二等分搜索信用卡债务的最低支付:答案总是偏离

时间:2013-02-25 22:16:50

标签: python bisection

我的代码:

balance = 320000
annualInterestRate = 0.2

originalBalance = balance
month = 1
monthly_interest = annualInterestRate / 12
low = originalBalance/12
high = (originalBalance*(1 + monthly_interest)**12)/12
epsilon = 0.01
min_payment = (high + low)/2.0

while min_payment*12 - originalBalance > epsilon:
    while month < 13:
        balance = (originalBalance - min_payment)/10 * (1+ monthly_interest)
        if balance <= 0.00:
            low = min_payment
            min_payment = (high + low)/2.0
        elif balance > 0.00:
            high = min_payment
            min_payment = (high + low)/2.0
        month += 1
print "Lowest payment: " + str(round(min_payment, 2))

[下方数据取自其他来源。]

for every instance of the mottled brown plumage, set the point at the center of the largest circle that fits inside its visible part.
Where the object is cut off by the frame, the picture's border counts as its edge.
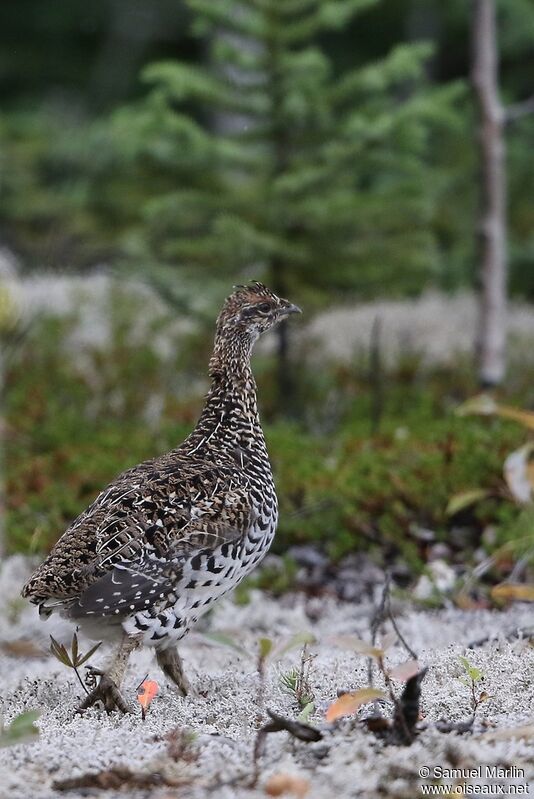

然而,我得到26666.0,而我实际上应该得到29157.09。我做错了什么?

3 个答案:

答案 0 :(得分:2)

您忘了重置month - 它会转到13,然后内部循环再也不会运行。

balance = 320000
annualInterestRate = 0.2

originalBalance = balance
month = 1
monthly_interest = annualInterestRate / 12
low = originalBalance/12
high = (originalBalance*(1 + monthly_interest)**12)/12
epsilon = 0.01
min_payment = (high + low)/2.0

while min_payment*12 - originalBalance > epsilon:
    month = 1          # < -- do this
    while month < 13:
        balance = (originalBalance - min_payment)/10 * (1+ monthly_interest)
        if balance < 0.00:
            low = min_payment
            min_payment = (high + low)/2.0
        elif balance > 0.00:
            high = min_payment
            min_payment = (high + low)/2.0
        month += 1
print "Lowest payment: " + str(round(min_payment, 2))

答案 1 :(得分:0)

我认为我看到的一个错误就是你说high = (originalBalance*(1 + monthly_interest)**12)/12。这样做是将high设置为余额乘以一和利息之和。这可以。但是,您正在使用该数字并将其置于12的幂,然后将其除以12.在您的代码中,balance = 3000。加上两个百分点等于3060.这个数字到12的幂超过6.74 e + 41,这个数字我不明白。除以12仍然是5.61 e + 40.这个数字是如此之长,程序将崩溃(或非常慢)。必须先改变它,然后才能发挥其他作用。

答案 2 :(得分:0)

我正在进行同样的练习,这是我注意到你的代码: 你写道:

if balance <= 0.00:
  low = min_payment
  min_payment = (high + low)/2.0

但是,我认为你应该设置高等于min_payment。如果余额小于零,那么你支付的金额太多了,所以你的新二分搜索需要找到一个低于你上一次min_payment猜测的数字。